The spherical multi-angle rotation algorithm specifically comprises the following steps: and establishing a three-dimensional Cartesian coordinate system with the head of the user as the center of a sphere. The sphere is sequentially rotated by a certain angle along the horizontal axis, so that distortion is improved when an object with two severely distorted poles rotates to the position near the equator in a multi-angle mode. Meanwhile, the sphere is sequentially rotated by a certain angle along the vertical axis, and the edge contents cut at the two sides are rotated to the central main visual area.

The multi-angle rotation algorithm is adopted, so that the region of the panorama inducing emotion is rotated to the position, close to the equator, of the main view according to the content distribution characteristics of the panorama, the adverse effect caused by distortion projection is reduced, and the model can capture relevant characteristics conveniently.

Further, the spherical multi-angle rotation algorithm specifically comprises the following steps:

a three-dimensional spherical coordinate system with the user's head as the origin o is constructed to conform to the right-hand coordinate system, as shown in fig. 3 (a). And (3) rotating the sphere by 90 degrees in the horizontal direction by utilizing a spherical multi-angle rotation algorithm, repeating for 2 times, and realizing that the edge contents cut at two sides rotate to the middle main visual area, which is shown in figure 4. And rotating the sphere by 45 degrees along the vertical direction, repeating for 4 times, and rotating the object with two poles seriously twisted to the vicinity of the equator to improve distortion. Each panorama yielded results of 2x 4-8 data enhancements.

Let the height of the panorama be H, the width be W, the coordinate of any point on the plane be (u, v), the corresponding three-dimensional sphere coordinate point be (x, y, z), the longitude and latitude value be

The relationship between the longitude and latitude and the spherical coordinates is as follows:

the conversion formula of the same point in the three-dimensional space and the two-dimensional plane is as follows:

the warp lines are mapped to vertical lines of constant pitch and the weft lines are mapped to horizontal lines of constant pitch, as shown in fig. 3 (b).

In the emotion recognition field, due to the limitation of content distortion existing in a panorama ERP storage format, in order to facilitate a model to capture relevant features, a multi-angle algorithm needs to rotate an object or a region inducing emotion to a position close to the equator of a main view, so that the object or the region is projected to the center of a two-dimensional plane through equidistant rectangles. However, different panoramic pictures need different rotation angles, and manual personalized customization of each panoramic picture is impractical. Generally, this is achieved by rotating the sphere horizontally 90 degrees, 2 times, then rotating the sphere 45 degrees along the x-axis, 4 times, each panorama yielding 2x 4-8 results.

And the feature extraction module is used for realizing feature extraction by using a pre-trained convolutional neural network on a large-scale image classification task. For the input image I, the formula X is used^l＝f(Σk^l·X^l-1+b^l) Extracting the hierarchical structure of different feature spaces commonly used in the visual world to form a feature vector set [ X ]¹,X²,...,X^l]. Wherein k is^lIs a convolution kernel of layer I, X^l-1Is a profile of the l-1 layer output, b^lIs the bias term. Each element in the set represents a feature map of the current layer, and the feature map serves as the input of the sub-region adaptive module to exert the complementary advantages of different layers of information.

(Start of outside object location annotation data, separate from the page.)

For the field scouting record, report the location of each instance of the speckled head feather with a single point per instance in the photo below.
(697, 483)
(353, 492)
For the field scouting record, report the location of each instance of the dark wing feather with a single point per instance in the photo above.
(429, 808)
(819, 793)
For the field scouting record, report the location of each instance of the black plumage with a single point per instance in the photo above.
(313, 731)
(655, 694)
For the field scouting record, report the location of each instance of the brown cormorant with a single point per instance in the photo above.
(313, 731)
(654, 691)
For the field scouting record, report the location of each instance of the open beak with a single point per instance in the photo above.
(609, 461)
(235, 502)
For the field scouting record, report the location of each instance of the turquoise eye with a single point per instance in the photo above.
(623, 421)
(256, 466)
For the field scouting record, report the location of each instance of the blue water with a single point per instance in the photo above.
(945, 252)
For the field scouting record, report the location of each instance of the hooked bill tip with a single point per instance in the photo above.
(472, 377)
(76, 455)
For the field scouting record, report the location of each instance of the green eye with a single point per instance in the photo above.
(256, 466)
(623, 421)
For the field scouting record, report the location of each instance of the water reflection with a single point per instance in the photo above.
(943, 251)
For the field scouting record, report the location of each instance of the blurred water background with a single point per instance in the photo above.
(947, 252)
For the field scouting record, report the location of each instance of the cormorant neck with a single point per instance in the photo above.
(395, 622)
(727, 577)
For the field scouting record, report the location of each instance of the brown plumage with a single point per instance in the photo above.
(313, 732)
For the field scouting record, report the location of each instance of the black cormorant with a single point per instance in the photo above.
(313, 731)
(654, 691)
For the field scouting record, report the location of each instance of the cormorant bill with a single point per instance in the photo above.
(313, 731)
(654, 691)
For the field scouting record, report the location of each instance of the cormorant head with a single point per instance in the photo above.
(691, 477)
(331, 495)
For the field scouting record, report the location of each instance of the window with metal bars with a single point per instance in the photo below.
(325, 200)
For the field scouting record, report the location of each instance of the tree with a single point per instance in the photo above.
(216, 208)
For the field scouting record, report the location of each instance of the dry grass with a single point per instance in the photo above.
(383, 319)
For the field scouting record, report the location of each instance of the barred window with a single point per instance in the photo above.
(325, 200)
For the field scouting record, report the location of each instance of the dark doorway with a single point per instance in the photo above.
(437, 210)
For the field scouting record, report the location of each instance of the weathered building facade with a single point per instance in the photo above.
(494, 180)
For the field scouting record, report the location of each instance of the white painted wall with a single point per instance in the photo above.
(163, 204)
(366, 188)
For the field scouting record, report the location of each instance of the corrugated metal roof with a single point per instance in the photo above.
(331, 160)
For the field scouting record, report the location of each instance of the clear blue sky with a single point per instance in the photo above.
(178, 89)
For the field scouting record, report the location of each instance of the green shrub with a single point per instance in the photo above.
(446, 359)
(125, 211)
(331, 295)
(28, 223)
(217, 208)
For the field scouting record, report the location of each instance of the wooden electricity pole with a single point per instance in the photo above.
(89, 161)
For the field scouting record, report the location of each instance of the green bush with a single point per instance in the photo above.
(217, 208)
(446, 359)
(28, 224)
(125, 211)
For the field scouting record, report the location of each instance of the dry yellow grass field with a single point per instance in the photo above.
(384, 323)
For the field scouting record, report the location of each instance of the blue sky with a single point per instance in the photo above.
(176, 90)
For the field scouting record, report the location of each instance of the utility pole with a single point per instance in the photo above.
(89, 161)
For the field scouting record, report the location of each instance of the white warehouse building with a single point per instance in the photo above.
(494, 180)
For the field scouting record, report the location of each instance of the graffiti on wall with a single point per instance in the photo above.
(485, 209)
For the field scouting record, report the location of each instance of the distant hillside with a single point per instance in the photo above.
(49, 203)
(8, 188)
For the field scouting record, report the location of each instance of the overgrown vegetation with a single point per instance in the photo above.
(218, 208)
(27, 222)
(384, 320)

The sub-region adaptive module, as shown in fig. 5, adaptively establishes the context feature of the current scale by finding the global and local relevance, and captures the global and local context dependencies of the feature maps of different levels. The module consists of a sub-region content representation branch and an emotion contribution degree representation branch, and specifically comprises the following steps:

sub-region content characterization branch pair feature vector set [ X ]¹,X²,...,X^l]Is subjected to adaptive average pooling, and the adaptive average pooling function is defined as follows:

kernel_size＝(input_size+2×padding)-(output_size-1)×stride

i.e., input size, output size, boundary padding and move step size, determine the size of the current convolution kernel. A feature map X with the size of h multiplied by w multiplied by c^lAnd converting into s × s × c, wherein h, w, c, and s respectively represent the height, width, number of channels, and preset size of the feature map. Then the adaptive average pooling divides the input feature map into s x s sub-regions to obtain a set of sub-region representations Y^s×s＝[y¹,y²,...,y^s×s]. Transforming a feature map of size sxsxsxsxxc c to s²Sub-region content characterization y of x c^s。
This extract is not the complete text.